Лучше бы мы с папой попытались осесть здесь, в каньоне Якима. Тогда не было бы никакой поездки через холмы и перевал Колокум, повозка не перевернулась бы и не раздавила папу. Мы бы жили здесь, в раю, и часто навещали могилы мамы и Кэти. От этих печальных мыслей мне стало очень тяжело, и я отбросил их в реку. Может, она расскажет эту историю кому-нибудь ещё, кому та не покажется такой грустной, потому что он не узнает, как всё было на самом деле.
Каноэ быстро неслось вниз по течению. У меня уже болела шея оттого, что я постоянно крутил головой, любуясь прекрасными видами. А сердце радостно стучало и наполнялось надеждой, ведь мили, разделявшие меня и Сару, таяли на глазах.
Первый порог неслабо напугал нас с А-Ки. Мы услышали рокот ещё издалека. А потом река превратилась в грозный хаос белой воды и чёрных камней. Каноэ ударилось об один камень, о другой и так резко дёрнулось, что я чуть не вылетел. На нас плеснула вода, дико ледяная. Она попала мне в глаза, промочила до нитки. Лодка начала разворачиваться боком, замедляясь. Я вспомнил совет Джеда Холкомба – держать нос по течению. Теперь мне стал ясен его смысл: если мы врежемся в камень или застрянем вот так посреди реки, точно скоро окажемся под водой.
– Прямо! – крикнул я. – Надо держать лодку прямо!
Я взмахнул рукой, показывая, куда должен смотреть нос. А-Ки кивнул, что-то прокричал в ответ, и мы оба взялись за вёсла, пытаясь провести наше каноэ через порог. Оно брыкалось, словно дикая лошадь, то поднимаясь, то резко ныряя вниз. Я с трудом удерживался на коленях, и мне приходилось то цепляться за борт, то снова хватать весло, когда лодку начинало заносить.
Наконец мы вернулись в спокойные воды и мирный солнечный пейзаж. Я поёжился и перевёл дыхание, а потом оглянулся проверить, здесь ли А-Ки.
Его лицо выражало все мои чувства одновременно: испуг, облегчение, восторг. И видно было, что он тоже продрог до костей.
Он улыбнулся, обнажив зубы, так широко, что глаза у него превратились в две узкие щёлки. Победно вскинул весло и что-то радостно прокричал.
Я рассмеялся и протёр глаза.
– Ага. Да уж, весело было. Я бы, правда, обошёлся без этого веселья.

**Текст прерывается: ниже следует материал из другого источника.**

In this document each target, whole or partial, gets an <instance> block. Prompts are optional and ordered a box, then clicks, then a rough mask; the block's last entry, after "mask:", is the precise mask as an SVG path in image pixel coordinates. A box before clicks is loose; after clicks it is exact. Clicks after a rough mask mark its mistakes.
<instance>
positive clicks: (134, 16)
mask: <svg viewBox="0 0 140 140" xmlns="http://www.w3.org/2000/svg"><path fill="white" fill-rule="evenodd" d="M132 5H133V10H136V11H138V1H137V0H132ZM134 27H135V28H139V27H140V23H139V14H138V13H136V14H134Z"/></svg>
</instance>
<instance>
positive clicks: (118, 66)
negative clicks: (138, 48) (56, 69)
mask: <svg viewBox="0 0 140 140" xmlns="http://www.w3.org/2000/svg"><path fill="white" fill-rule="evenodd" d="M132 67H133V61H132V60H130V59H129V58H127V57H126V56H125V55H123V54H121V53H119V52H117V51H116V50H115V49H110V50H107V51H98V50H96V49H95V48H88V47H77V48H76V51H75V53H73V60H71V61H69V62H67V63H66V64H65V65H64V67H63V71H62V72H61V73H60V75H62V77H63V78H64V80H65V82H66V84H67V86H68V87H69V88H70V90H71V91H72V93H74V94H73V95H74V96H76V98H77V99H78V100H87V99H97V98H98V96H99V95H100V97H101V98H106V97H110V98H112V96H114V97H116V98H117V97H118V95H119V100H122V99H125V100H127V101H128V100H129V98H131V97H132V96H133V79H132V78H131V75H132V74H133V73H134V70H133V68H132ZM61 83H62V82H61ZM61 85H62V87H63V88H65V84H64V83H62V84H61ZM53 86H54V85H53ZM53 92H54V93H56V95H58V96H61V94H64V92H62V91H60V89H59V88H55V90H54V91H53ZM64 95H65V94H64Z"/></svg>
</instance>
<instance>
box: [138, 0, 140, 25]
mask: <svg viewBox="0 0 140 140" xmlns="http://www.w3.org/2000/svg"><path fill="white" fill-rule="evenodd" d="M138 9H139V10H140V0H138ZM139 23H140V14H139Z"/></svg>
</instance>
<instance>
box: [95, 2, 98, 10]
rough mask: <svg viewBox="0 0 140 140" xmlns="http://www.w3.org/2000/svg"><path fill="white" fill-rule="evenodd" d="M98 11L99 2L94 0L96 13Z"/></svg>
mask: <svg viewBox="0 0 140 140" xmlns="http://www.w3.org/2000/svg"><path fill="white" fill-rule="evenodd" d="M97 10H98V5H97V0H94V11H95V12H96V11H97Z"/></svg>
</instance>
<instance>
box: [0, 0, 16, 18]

Мы прошли ещё несколько порогов, и с каждым разом у нас получалось всё лучше. Я бы сказал, что мы более или менее освоились. Было такое, что на мелководье дно каноэ царапали камни, и тогда нам приходилось выпрыгивать и толкать его. Из-за этого и фонтанов брызг мы промокли с головы до ног и особенно остро ощущали холодный октябрьский ветер с гор. Вдруг я снова услышал рокот воды, но более глубокий, мощный, нарастающий. И выпрямился, чтобы разглядеть, что там. Белая пена плевалась и шипела среди камней, а дальше река обрывалась, и конца её не было видно. В груди отдавался грозный рёв высокого порога.
Грести было бессмысленно. Мы отдались на милость реки, а она вовсе не выглядела милостивой. Я бросил весло на дно каноэ, схватил борта обеими руками и взмолился, чтобы А-Ки повторил за мной.
– А-Ки! – завопил я что было мочи. – Готовься! Готовься!